Sin título

Aunque siempre se distinguió por su notable capacidad de observación, la incoherente jamás había puesto atención a los dedos humanos. Acostumbrada a usarlos para asuntos cotidianos como manipular una pluma, teclear, abrir un refresco, tomar un cigarro, manosear el cuerpo de alguien o hacer piojito a su mascota, el caso es que sólo los miraba cuando sufrían algún corte con el cuchillo de cocina mientras quitaba la cáscara de alguna piña, y en el mejor de los casos les miraba de refilón porque no quedaba de otra.

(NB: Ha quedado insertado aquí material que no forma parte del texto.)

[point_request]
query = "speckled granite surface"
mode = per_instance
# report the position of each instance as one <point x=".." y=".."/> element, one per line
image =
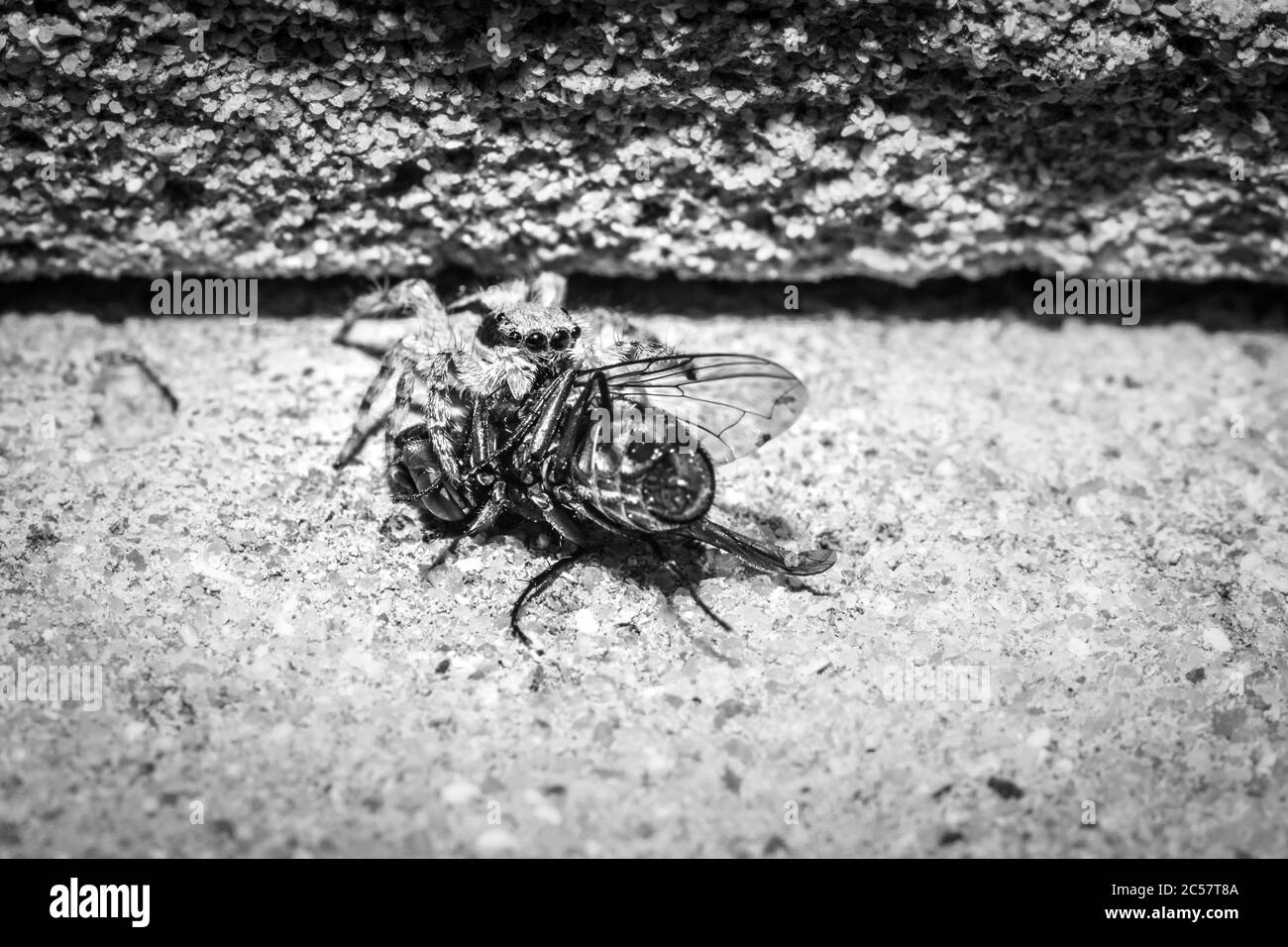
<point x="742" y="141"/>
<point x="1059" y="522"/>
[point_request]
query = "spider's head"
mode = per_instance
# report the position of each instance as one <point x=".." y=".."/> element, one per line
<point x="537" y="333"/>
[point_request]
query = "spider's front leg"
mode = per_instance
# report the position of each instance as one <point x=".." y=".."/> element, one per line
<point x="545" y="289"/>
<point x="412" y="296"/>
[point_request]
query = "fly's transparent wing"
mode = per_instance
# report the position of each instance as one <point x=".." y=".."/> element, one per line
<point x="729" y="403"/>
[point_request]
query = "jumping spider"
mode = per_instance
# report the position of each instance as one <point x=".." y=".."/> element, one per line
<point x="522" y="420"/>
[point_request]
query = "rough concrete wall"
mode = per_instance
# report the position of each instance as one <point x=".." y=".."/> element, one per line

Sin embargo, una noche mientras bebía cerveza en un bar y miraba desde la barra la calle a través de un ventanal que al parecer databa de los años treinta -gracias al cual a ratos se imaginaba estar dentro de una versión local de Nighthawks- vio pasar a un hombre. Un tipo ordinario como de su edad, barba poblada, ojos con espíritu de animal cansado, cuerpo promedio ligeramente encorvado, de andar tenso pero contenido, como si no se decidiera a imprimir velocidad o fuerza al siguiente paso.
El hombre recorría despacio y por completo la cuadra del bar, de esquina a esquina, por eso desaparecía momentáneamente del campo de visión de la incoherente. Fumaba Marlboro etiqueta roja. Lo supo por el color del filtro.

Entonces se fijó en los dedos. Largos, velludos, falanges intermedias abultadas y las distales del índice y medio de la mano derecha con señas de haber sido mordisqueadas debido a la ansiedad, así como los nudillos; piel con apariencia polvosa producto de la resequedad, uñas casi reducidas a medias lunas gracias a la manía de ruñirlas. No quiso pensar cómo serían sus dientes frontales. Por un segundo los imaginó como los de un roedor; sacudió la cabeza para sacarse esa idea.

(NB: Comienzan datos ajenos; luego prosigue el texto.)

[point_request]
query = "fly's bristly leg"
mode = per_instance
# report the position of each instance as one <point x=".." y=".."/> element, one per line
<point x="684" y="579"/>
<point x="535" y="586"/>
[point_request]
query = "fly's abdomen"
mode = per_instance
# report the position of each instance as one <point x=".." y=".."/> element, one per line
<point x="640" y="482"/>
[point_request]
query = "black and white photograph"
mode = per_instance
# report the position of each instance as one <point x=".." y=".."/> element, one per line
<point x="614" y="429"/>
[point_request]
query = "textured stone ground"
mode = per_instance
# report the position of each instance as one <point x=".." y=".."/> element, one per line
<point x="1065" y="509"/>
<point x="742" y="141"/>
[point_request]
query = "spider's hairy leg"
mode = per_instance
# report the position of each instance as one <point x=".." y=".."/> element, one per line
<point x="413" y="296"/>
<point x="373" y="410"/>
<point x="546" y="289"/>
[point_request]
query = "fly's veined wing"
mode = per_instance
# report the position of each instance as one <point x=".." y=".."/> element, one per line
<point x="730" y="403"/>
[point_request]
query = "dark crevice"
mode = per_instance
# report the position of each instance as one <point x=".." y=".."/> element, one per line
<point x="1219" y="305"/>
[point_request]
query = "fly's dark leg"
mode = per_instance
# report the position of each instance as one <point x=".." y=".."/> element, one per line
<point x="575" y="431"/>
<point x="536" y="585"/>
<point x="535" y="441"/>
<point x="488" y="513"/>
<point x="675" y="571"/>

De pronto cayó en cuenta de algo. A pesar de que la distancia entre la barra, el ventanal y la calle -donde estaba el sujeto- no era mucha, era imposible apreciar tanto los detalles de la calidad de la piel como las uñas, aún y si lo atribuyera a la potente iluminación de los postes de luz mercurial diseminados por la calle.
El hombre pensaba en algo, y parecía que a medida que dedicaba más trabajo neuronal a sus cavilaciones, la tarea se complicaba, puesto que el ceño fruncido iba in crescendo.

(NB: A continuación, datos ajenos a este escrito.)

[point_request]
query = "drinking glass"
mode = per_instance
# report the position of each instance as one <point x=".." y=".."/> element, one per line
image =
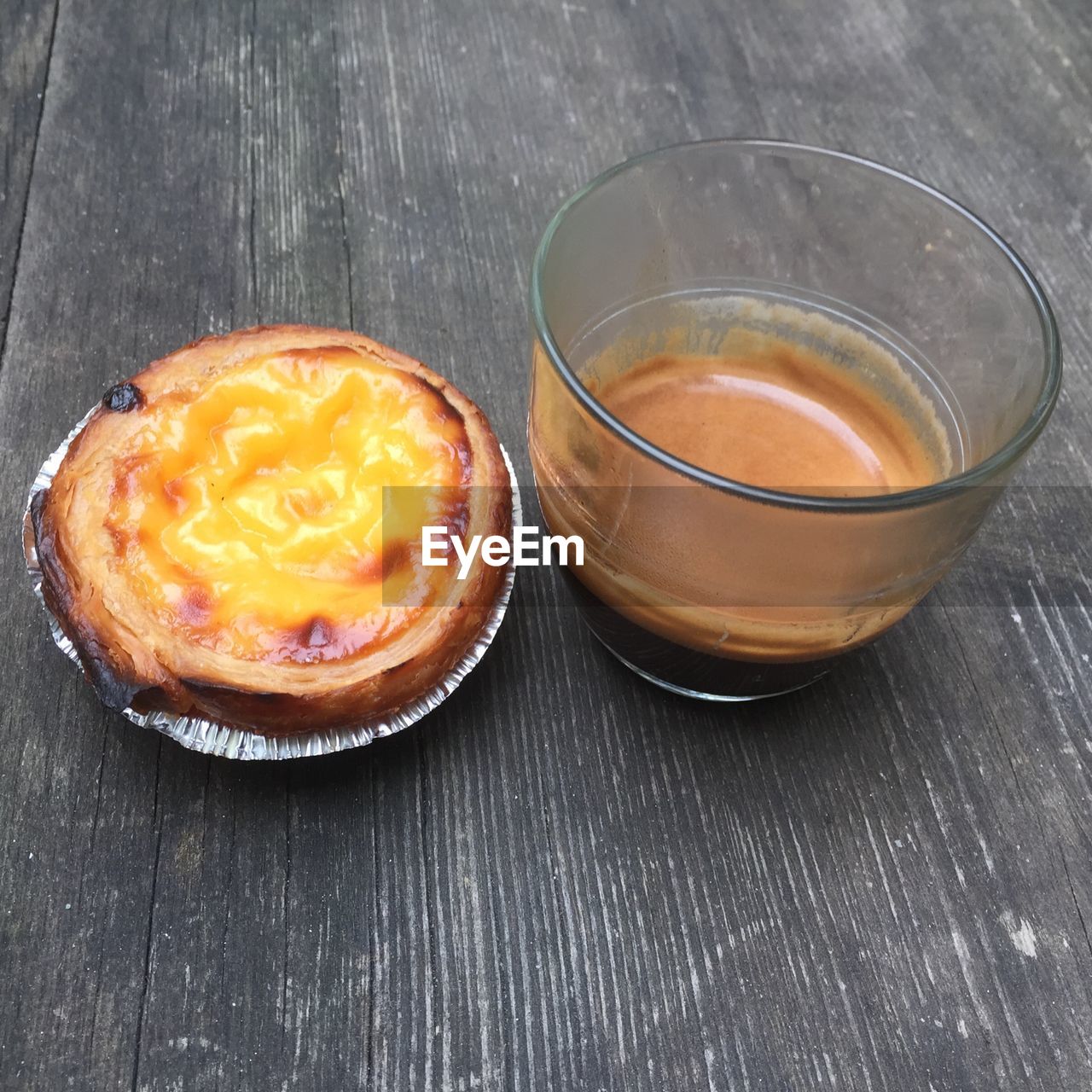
<point x="718" y="589"/>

Volvió a los dedos. Les vio restos de padrastros. Comenzó a preocuparse porque era incomprensible cómo además del factor distancia -y del hecho de que era miope y no tenía puestos los anteojos- podía apreciar ese detalle.

Se preguntó qué haría ese hombre, en qué trabajaría, qué objetos haría suyos con sus manos. En qué momento del día se entregaría al tic de arrancarse la piel de las orillas de los dedos y si le dolerían las microheridas que deja esa costumbre.

Sería porque iba en la onceava cerveza o no había dormido bien las últimas tres noches, pero a la incoherente le dio por dejarse llevar. ¿Qué papel jugarían los padrastros si ese hombre usara sus dedos en recorrer las páginas de un libro, limpiara los azulejos de un baño o se afanaran amorosamente en rozar con las yemas de los dedos los secretos mejor guardados de un ser humano, precisamente aquellos que lo arriesgan a ser vulnerable?

¿Sería conveniente dejarlos crecer y potenciar sus efectos al tacto? ¿A ella le parecería agradable?¿Se estaría perdiendo de algo?¿Debería usar gel antibacterial o guantes de látex, o mejor cortarlos de raíz con el cortauñas?¿Tendría que salir, encarar al tipo, darle el número de su manicurista, recibir una mirada de asombro y zanjar el asunto? ¿O darle el suyo, invitarle un trago, recibir la misma mirada de asombro y terminar llevándolo con la manicurista al día siguiente luego de despertar entrada la tarde con resaca y ocho horas de sexo?¿Y todo eso por unos dedos por los que quizá nadie daría un peso porque eran unos dedos comunes y corrientes, incluso feos por esas falanges intermedias abultadas que le recordaban los huesos de pollo?¿Tendría que cambiar de marca de cerveza o de plano cambiarla por vino tinto para dejar de pensar en tanta idiotez?

El timbre de su celular calló de golpe la sinapsis. La incoherente tomó el aparato. Era una estúpida promoción de la compañía telefónica de cinco por ciento de tiempo aire gratis en la compra de cien pesos en tiendas de conveniencia. Guardó el teléfono en el bolsillo izquierdo del saco y volteó hacia la calle en busca del hombre.

Llovía. El hombre y sus dedos largos, de falanges y nudillos mordidos y abultados, de piel reseca, uñas casi inexistentes y padrastros incluidos se había marchado.
Afuera, corrientes de viento frío jugaban con la luz de los postes y creaban juegos de sombras con el asfalto como fondo.